Mayday Mayday

I haven’t had much to write about the past couple of days.  Monday and Tuesday I took a break and rested.  I looked and felt so beat.  Yesterday I went for a light 2 mile run without my watch because I was still sore and didn’t even want to know what pace I was running.

Now it’s already May! And with the Coronado Bridge Run in 2 weeks from Sunday and the SD Rock ‘n Roll in about 4, I decided to set some new goals:


Nutrition: Read Paleo for Athletes (just started this), eat paleo and try out some new recipes.  My recovery time from this past half marathon has been really poor, either because 1. the course was hard, 2. I fell off my paleo grind, or 3. the course was really hard.  Either way, Paleo for Athletes is shedding light on how paleo works to maximize athletic performance and increase recovery rates.
Workouts: Incorporate more early morning workouts into my schedule.  I’d like to get into the habit of going to sleep early, waking up early, doing yoga or body pump before work then running after work.
Running: Have more structured running workouts.  I feel like lately when I run I have a semi-determined length, but no determined pace.  I mainly just run according to how I’m feeling.  I would like to feel like I’m running more effectively.

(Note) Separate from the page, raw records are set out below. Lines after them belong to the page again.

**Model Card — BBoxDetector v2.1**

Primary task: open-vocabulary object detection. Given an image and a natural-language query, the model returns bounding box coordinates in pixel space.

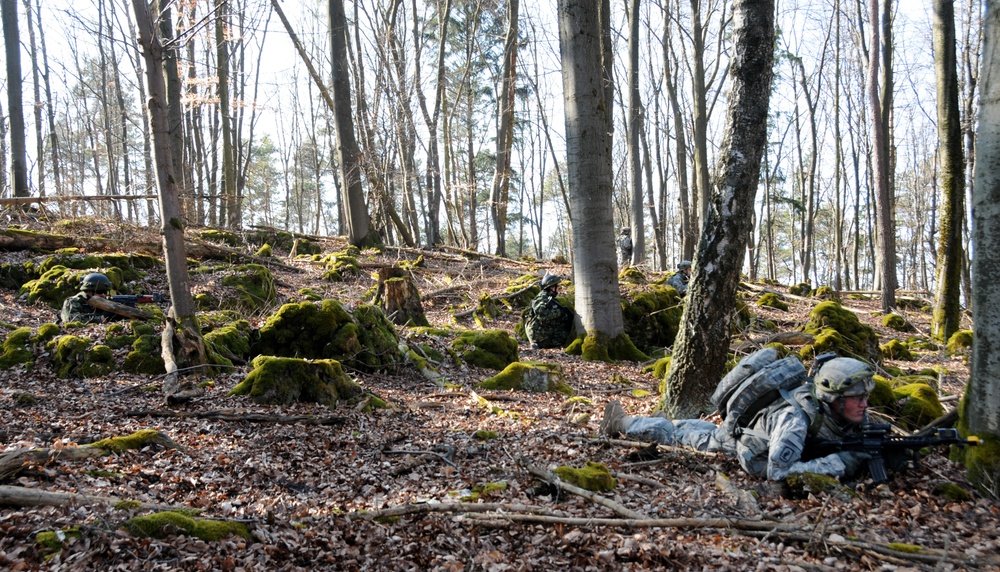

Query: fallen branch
[464,514,788,532]
[125,409,347,425]
[352,502,559,519]
[0,429,180,481]
[519,457,649,519]
[0,485,184,512]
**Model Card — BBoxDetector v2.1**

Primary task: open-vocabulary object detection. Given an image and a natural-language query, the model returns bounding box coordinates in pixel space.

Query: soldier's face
[837,395,868,423]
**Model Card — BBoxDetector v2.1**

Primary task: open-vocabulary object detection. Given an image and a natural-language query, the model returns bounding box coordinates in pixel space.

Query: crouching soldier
[524,274,573,348]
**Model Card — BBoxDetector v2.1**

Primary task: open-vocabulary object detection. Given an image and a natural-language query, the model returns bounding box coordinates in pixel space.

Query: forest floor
[0,217,1000,571]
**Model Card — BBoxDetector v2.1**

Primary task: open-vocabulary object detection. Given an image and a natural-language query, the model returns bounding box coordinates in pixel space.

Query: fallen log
[125,409,347,425]
[0,485,188,513]
[0,429,180,482]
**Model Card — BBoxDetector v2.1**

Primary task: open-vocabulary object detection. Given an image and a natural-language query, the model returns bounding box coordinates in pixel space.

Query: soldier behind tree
[667,260,691,296]
[524,274,573,348]
[618,227,632,267]
[60,272,124,324]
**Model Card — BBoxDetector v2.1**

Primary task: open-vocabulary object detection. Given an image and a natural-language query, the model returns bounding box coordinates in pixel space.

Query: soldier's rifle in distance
[806,423,979,484]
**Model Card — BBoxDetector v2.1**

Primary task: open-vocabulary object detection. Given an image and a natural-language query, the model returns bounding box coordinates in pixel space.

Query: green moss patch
[879,339,913,361]
[945,330,972,355]
[800,300,882,363]
[619,286,684,359]
[229,356,364,407]
[122,511,250,542]
[757,292,788,312]
[251,300,402,371]
[0,328,35,369]
[476,362,576,395]
[451,330,518,371]
[552,461,618,492]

So I pulled out the book Run Less, Run Faster by Bill Pierce, Scott Murr, and Ray Moss.  This book has good running plans if you’re looking to run only 3 times a week.  Workout 1 is a track/speed workout, workout 2 is a tempo run, and workout 3 is a long run.  I attempted to use this program last year, for all of about 3-4 weeks. I kind of burned myself out because I attempted to do the speed workouts faster than prescribed.  This is exactly what you’re not supposed to do.  The plans start 12-18 weeks out (depending on the length your race).  I figured I can start next week at 15 weeks out and prepare for the America’s Finest City half marathon (I should probably sign up for this first).  I think this program could be beneficial, I just need to give it a full chance.  I feel like this time I’ll have a more practical approach, do exactly what it says and just test it out.  There’s no harm in that when my half marathons have consistently been between 1:44 and 1:47.  I’d just like to see a positive (or in terms of time, negative) difference.


My First Race

Yesterday’s race brings back memories from my first ever half marathon, which just so happened to be the La Jolla half.  I probably did everything wrong, but ended up with my best La Jolla time.  How? It’s become even more of a mystery to me.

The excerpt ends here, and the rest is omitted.